The salmon that Sally Barnes smokes at Woodcock is extraordinary, not just in taste (which has none of that slightly artificial smokiness that overwhelms the flavour of the salmon) but also in texture. The fat from these wild salmon turns to butter in the mouth and is firm and almost waxy, without any flabbiness. Cut into it and you feel like you’re opening something ancient and slightly sacred, like the seal on a scroll. A few slices are enough to suffice — especially when you work out the cost per mouthful. I’ve had it exactly once each year, and that’s enough to satisfy me and look forward to the next time.
The following newsletter by Max has been in the works for a while and is the first in a new series of articles on Vittles which will focus on great produce and how it is made.
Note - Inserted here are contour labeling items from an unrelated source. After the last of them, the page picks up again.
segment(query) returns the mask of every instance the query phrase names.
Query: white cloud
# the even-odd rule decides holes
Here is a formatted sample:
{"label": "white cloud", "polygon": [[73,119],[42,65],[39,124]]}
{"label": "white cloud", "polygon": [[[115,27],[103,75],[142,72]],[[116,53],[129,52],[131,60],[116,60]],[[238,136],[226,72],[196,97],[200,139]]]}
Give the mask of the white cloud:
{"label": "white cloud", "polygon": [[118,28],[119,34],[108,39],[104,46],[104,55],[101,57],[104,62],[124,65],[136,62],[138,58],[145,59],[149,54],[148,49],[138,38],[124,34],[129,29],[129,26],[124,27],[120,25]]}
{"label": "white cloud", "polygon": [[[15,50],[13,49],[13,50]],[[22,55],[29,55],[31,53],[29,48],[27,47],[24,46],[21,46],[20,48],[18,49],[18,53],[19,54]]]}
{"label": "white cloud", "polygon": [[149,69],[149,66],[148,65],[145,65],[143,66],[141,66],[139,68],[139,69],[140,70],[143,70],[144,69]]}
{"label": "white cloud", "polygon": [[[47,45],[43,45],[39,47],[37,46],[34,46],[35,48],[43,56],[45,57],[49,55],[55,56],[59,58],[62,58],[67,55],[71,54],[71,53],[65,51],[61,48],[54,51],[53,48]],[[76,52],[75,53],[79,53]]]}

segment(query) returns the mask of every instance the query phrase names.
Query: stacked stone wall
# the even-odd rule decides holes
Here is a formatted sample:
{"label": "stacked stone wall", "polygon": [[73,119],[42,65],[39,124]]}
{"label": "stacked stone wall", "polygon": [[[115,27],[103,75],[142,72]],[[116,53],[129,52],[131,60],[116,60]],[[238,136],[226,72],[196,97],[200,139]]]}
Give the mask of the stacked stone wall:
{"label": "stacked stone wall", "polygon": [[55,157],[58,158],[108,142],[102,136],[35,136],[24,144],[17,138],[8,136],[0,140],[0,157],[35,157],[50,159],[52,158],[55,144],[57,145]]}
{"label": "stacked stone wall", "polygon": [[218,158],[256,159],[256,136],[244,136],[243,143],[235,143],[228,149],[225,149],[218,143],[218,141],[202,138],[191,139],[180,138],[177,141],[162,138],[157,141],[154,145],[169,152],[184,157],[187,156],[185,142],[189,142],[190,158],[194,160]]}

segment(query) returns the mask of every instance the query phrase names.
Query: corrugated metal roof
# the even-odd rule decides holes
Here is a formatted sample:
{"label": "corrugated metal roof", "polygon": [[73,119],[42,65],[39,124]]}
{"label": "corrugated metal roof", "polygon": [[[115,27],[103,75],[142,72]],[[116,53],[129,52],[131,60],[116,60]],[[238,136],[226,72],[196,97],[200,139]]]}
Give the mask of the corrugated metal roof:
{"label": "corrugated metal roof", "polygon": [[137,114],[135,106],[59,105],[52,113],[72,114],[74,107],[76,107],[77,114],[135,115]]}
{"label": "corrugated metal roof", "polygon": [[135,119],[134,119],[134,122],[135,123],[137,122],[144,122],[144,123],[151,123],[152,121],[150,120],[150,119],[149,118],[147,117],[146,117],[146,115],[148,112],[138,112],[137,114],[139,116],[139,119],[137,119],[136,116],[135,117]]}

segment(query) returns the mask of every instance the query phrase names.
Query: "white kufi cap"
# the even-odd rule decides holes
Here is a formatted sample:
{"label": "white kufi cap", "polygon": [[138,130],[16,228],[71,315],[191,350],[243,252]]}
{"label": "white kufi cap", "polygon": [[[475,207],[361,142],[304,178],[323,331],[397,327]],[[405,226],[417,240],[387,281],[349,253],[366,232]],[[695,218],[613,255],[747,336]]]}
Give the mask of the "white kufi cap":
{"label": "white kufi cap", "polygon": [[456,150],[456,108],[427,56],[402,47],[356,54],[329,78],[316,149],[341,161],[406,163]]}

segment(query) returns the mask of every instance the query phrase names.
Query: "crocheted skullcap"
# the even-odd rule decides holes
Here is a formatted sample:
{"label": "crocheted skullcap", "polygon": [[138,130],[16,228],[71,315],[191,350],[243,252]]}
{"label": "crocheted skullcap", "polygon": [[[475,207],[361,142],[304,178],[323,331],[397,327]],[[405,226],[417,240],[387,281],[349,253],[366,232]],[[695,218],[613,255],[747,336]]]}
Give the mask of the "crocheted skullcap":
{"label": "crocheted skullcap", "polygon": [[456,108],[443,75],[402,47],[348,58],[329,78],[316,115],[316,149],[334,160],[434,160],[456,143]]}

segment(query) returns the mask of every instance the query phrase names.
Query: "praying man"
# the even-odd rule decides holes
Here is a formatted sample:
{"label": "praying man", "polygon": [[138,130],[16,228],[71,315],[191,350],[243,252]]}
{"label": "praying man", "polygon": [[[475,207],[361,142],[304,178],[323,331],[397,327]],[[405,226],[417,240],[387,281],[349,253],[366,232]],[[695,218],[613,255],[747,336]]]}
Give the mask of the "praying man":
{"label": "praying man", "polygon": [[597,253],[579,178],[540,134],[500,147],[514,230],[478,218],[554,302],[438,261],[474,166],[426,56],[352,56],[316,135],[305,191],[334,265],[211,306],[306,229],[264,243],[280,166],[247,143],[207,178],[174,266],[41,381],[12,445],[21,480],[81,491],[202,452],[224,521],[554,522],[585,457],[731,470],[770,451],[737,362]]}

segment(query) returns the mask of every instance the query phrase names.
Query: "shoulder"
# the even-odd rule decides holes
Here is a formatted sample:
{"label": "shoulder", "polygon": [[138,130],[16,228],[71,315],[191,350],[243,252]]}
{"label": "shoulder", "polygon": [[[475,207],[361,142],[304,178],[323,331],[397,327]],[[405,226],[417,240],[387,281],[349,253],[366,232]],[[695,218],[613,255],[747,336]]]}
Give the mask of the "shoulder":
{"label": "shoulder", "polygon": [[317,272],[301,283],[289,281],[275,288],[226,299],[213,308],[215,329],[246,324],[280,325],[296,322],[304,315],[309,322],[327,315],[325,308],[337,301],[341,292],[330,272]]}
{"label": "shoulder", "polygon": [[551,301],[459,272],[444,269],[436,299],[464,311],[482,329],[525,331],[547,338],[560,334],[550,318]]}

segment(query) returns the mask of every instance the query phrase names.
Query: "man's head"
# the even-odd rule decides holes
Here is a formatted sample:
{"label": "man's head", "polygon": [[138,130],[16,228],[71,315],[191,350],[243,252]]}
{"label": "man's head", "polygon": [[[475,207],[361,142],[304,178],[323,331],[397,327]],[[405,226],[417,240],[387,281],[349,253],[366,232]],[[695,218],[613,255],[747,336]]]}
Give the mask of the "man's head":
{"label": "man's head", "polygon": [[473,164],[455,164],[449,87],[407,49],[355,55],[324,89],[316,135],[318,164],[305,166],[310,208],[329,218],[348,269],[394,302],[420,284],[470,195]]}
Since I first had the salmon I’ve followed Max on his Instagram adventures where he writes lyrically and documents modes of making food that are hyper-localised and under threat of dying out, from Ireland to Italy. In this piece he also questions what a sustainable food system really looks like. Is it one where every cog must be affordable and available all year round? The fish from Woodcock is not affordable to everyone, but you cannot divorce food from where and how it was made and who it was made for. Demand is certainly driven by middle-class foodies down in London but it isn’t really for us, it’s about providing a service within the community that is irreplaceable: preserving the fish that can’t be sold fresh and ensuring the survival of the community until the next season. By buying it occasionally, we can also be a part of that chain — one which, in the words of Dee Woods, is not local but localised. That it also happens to be the best smoked salmon available is just a very happy byproduct, both for our Boxing Day feasts and for the people who truly rely on it.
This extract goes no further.